Fashion companies have to expose their buttocks in New York

New York wants to enact a unique new law: all major fashion companies that sell clothing there must expose their supply chains and show the efforts they are making to improve their environmental and social impact.

For all major fashion multinationals

In New York State, a bill is on the table to reduce the negative environmental and social impact of the fashion industry. The ‘Fashion Sustainability and Social Accountability Act’ aims to oblige all major fashion companies operating there to disclose at least 50% of their supply chain. They also need to map out all of its impacts, including greenhouse gas emissions, water consumption, employee wages and what chemicals they use.

The law applies to all fashion players who generate more than one hundred million dollars in turnover worldwide every year. All multinationals of LVMH until Shein are therefore reviewed. The law has been in the works for a year and will be finalized in late spring 2022. “We want to link all the big issues together and create industry-wide standards that drive real change in practice,” said Senator Alessandra Biaggi, who initiated the proposal.
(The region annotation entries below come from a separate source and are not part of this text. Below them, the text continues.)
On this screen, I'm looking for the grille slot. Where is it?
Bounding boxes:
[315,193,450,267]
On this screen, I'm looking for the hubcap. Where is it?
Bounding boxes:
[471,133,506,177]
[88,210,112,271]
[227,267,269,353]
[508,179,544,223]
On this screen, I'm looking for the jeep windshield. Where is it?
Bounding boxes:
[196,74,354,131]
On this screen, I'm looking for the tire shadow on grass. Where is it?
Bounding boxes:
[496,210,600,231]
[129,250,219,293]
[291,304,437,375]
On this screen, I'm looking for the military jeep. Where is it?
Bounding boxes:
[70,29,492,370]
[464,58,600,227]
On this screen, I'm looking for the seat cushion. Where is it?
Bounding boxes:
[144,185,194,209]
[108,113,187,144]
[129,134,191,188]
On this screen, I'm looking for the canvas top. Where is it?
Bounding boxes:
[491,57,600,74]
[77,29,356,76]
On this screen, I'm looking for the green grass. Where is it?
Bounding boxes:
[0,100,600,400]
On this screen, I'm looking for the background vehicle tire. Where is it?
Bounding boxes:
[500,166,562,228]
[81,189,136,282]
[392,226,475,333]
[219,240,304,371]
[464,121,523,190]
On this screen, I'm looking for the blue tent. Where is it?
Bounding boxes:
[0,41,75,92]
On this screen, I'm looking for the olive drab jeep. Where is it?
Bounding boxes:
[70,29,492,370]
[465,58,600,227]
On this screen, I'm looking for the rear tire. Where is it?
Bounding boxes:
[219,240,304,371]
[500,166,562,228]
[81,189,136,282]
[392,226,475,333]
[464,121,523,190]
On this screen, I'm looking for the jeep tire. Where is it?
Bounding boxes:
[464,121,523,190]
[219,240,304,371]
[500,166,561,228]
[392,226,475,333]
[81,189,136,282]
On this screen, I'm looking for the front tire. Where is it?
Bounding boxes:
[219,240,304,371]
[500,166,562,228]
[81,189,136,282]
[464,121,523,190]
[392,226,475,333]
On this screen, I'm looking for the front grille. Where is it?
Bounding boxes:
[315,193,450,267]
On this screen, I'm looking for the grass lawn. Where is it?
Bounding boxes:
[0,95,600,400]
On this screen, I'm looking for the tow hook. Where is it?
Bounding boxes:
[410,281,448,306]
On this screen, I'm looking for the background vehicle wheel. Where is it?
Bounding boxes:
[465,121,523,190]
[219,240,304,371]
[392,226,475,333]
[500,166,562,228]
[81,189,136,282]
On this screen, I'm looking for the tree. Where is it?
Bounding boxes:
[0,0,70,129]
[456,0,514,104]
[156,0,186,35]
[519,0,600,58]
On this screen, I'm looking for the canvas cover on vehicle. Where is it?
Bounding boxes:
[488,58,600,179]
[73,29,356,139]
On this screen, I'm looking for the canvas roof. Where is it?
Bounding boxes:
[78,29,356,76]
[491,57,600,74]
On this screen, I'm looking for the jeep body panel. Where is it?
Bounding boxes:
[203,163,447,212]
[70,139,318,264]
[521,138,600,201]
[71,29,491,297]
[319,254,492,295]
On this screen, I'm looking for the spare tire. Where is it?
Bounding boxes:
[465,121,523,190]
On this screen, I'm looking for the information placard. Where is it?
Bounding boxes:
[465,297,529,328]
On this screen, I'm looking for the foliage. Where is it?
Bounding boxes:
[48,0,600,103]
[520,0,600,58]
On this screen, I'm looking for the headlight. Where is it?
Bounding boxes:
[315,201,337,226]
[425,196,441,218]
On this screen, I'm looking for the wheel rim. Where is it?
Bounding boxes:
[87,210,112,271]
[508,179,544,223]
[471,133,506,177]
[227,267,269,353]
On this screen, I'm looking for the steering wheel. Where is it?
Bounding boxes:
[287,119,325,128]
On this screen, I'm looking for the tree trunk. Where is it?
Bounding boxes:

The Fashion Act doesn’t specify which half of the supply chain companies should disclose, but it does urge brands to focus on areas of greatest social and environmental risk. The fashion brands are also required to disclose a number of general figures, such as the total production volume and the median wages for workers.

Own commitment required

It’s not just about transparency. New York itself does not impose any standards, but does demand that fashion companies set themselves scientifically substantiated goals. Every company should present concrete targets to reduce CO2 emissions and demonstrate annually what it is doing to achieve them. The bill also expects to see concrete measures to embed corporate social responsibility in policy and management.

The New York State Attorney General must enforce the law, but consumers can also sue violators. Fines, which can be as much as 2% of annual revenue, are collected in a community fund for environmental projects. However, companies in violation will first have three months to rectify their mistakes. If the law were passed, the fashion multinationals would have 12 months to openly publish all the requested information on their websites.